Sholat jenazah disyariatkan di kota Madinah. Oleh karena itu, orang islam yang wafat di Makkah sebelum peristiwa hijrah dikuburkan tanpa disholati jenazah terlebih dahulu, seperti Sayyidah Khodijah.
Saat Rosululloh wafat, beliau disholati oleh tiga puluh ribu orang dari kalangan manusia dan enam puluh ribu dari kalangan malaikat. Pada saat itu, sholat jenazah dilakukan sendiri-sendiri alias tidak berjamaah, karena pada saat itu belum ada kholifah yang diangkat.

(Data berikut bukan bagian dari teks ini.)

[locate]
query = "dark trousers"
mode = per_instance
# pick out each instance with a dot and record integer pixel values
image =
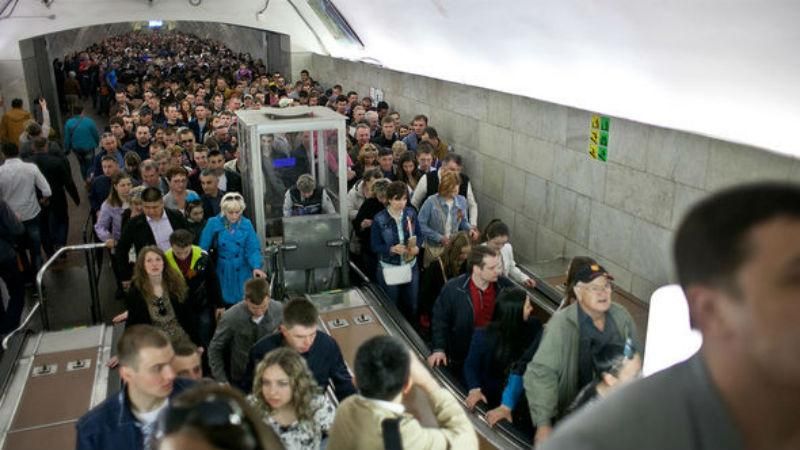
(12, 277)
(55, 229)
(85, 161)
(32, 242)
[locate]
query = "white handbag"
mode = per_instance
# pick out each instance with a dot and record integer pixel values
(394, 275)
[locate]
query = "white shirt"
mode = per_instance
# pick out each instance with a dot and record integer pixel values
(222, 182)
(148, 419)
(161, 229)
(18, 183)
(397, 408)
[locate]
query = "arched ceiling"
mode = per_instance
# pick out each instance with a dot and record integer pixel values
(721, 68)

Pada kesempatan ini, kita akan membahas tentang perbedaan kata Mayt (ميت) dengan huruf ya’ disukun dan kata Mayyit (ميت) dengan huruf ya’ dibaca kasroh dan bertasydid.
Orang yang sudah meninggal (nyawa sudah berpisah dengan badan) dikatakan Mayt, huruf ya’ disukun (ميت).

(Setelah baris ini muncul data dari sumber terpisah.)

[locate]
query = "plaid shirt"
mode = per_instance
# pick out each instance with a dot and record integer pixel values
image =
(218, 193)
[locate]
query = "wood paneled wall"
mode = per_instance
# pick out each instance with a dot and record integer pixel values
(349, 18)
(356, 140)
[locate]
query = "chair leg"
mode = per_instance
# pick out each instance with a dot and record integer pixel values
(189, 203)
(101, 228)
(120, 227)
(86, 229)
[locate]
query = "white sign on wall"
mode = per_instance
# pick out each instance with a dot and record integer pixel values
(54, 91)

الميت على الأشهر بالتخفيف من فارق روحه جسده
Sedangkan kata Mayyit digunakan untuk calon jenazah, yaitu orang yang masih hidup dan pasti akan mati saat ajalnya datang. Mayyit di sini dibaca dengan Ya’ bertasydid dan berharokat kasroh.

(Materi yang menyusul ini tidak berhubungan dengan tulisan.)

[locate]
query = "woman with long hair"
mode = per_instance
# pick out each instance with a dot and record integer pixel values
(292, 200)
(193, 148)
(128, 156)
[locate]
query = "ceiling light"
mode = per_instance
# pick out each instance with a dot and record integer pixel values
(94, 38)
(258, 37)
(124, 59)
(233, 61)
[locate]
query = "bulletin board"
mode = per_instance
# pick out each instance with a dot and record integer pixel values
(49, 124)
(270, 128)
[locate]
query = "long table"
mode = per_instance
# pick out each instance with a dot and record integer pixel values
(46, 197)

وبالتشديد الحي الذي سيموت عند انتهاء أجله
ALLOH berfirman:
إنك ميت (أي إنك ستموت) وإنهم ميتون.
Disebutkan dalam Syi’ir karya Syaikh Mushlih Mranggen dalam kitab Al-Nurul Burhani Fi Tarjamati Al-Lujain Al-Dani:
والميت من مات وزال روحه * وميت من سيميت ربه
Wal-Maytu Man Maata Wazaala Ruuhuhu
Wayyitun Man Sayumiitu Rubbuhu.
Niat sholat jenazah yang banyak digunakan adalah:
أصلي على هذا الميت فرضا
1. Mengandung niat menyengaja sholat (Qoshdu), dalam hal ini adalah kata أصلي.
2. Menentukan sholat yang dilakukan (Ta’yin), dalam hal ini yaitu sholat jenazah, pada susunan kata على الميت atau على هذا الميت.
3. Niat Fardlu. Dalam hal ini pada kata فرضا.
Sedangkan kata كفاية tidak harus disebutkan.